A Royal Society e seus sucessores realizaram fragmentos do sonho de Bacon, institucionalizando a investigação experimental. No entanto, ao longo dos séculos, uma narrativa distorcida se enraizou: cientistas descobrem as verdades da natureza, e o resto é apenas engenharia. Os "homens de ciência" do século XIX lutaram por maior reconhecimento e inventaram o título de "cientista", criando uma nova hierarquia profissional. Do outro lado do Atlântico, engenheiros nos EUA adotaram os rigorosos currículos baseados em ciência das escolas técnicas francesas e alemãs, e reformularam a engenharia como "ciência aplicada" para obter legitimidade institucional.

Nós ainda chamamos engenharia de "ciência aplicada", um rótulo que retroage e inverte a história. Ao lado dela, existe "tecnologia", uma palavra genérica que obscurece tanto quanto descreve. E falamos de "desenvolvimento" como se as ideias fluíssem ordenadamente da teoria para a prática. Mas criação e compreensão sempre foram parceiras desde o início. Sim, a teoria equipa os engenheiros com ferramentas para buscar novos insights. Mas o saber muitas vezes segue a prática, surgindo de coisas que alguém fez funcionar.

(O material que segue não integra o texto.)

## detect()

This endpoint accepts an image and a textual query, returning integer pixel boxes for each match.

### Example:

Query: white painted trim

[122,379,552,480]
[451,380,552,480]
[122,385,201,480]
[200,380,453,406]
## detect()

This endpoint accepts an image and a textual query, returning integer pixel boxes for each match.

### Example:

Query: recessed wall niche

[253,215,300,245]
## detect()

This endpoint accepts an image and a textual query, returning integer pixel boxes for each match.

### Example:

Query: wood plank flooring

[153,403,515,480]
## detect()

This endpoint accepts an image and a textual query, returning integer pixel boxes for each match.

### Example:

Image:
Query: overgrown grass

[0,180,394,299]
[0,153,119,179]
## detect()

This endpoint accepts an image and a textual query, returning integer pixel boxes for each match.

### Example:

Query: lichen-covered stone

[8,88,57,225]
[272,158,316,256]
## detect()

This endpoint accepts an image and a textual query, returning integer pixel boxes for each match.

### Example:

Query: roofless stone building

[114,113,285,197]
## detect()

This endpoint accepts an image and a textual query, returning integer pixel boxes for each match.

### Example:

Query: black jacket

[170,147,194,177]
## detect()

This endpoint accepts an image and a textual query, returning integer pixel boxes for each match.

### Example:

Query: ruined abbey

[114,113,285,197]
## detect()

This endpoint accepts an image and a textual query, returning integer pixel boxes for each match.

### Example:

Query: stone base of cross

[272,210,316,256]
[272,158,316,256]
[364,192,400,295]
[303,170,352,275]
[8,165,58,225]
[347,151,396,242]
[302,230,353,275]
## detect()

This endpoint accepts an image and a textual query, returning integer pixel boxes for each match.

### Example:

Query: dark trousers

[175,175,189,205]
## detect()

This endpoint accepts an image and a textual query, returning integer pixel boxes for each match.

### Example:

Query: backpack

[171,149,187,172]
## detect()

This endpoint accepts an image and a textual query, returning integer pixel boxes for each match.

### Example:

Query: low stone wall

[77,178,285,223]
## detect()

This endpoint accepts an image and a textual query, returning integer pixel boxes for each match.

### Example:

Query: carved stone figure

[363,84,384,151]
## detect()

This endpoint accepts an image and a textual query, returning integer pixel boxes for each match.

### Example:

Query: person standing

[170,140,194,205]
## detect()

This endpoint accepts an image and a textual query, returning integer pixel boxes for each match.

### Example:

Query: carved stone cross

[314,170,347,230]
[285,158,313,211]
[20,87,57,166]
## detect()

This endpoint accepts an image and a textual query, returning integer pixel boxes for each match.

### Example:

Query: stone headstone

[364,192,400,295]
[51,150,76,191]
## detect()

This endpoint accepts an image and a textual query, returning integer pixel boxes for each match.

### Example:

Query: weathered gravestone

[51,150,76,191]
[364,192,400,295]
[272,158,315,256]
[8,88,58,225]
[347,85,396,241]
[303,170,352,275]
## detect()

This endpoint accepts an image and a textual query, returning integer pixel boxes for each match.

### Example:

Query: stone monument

A academia imaginária de Bacon ofereceu apenas vislumbres fugazes de suas invenções e métodos. Contudo, ele havia testemunhado a realidade: engenheiros como Drebbel e de Caus que testavam, erravam, iteravam e empurravam suas criações para além dos limites da teoria conhecida. A partir de suas observações desses empreendimentos lamacentos e barulhentos, Bacon forjou seu projeto para a investigação organizada. Gerações posteriores de cientistas reduziriam as ideias de Bacon ao "método científico" limpo e ordenado. Mas, nesse processo, perderam de vista suas raízes inventivas.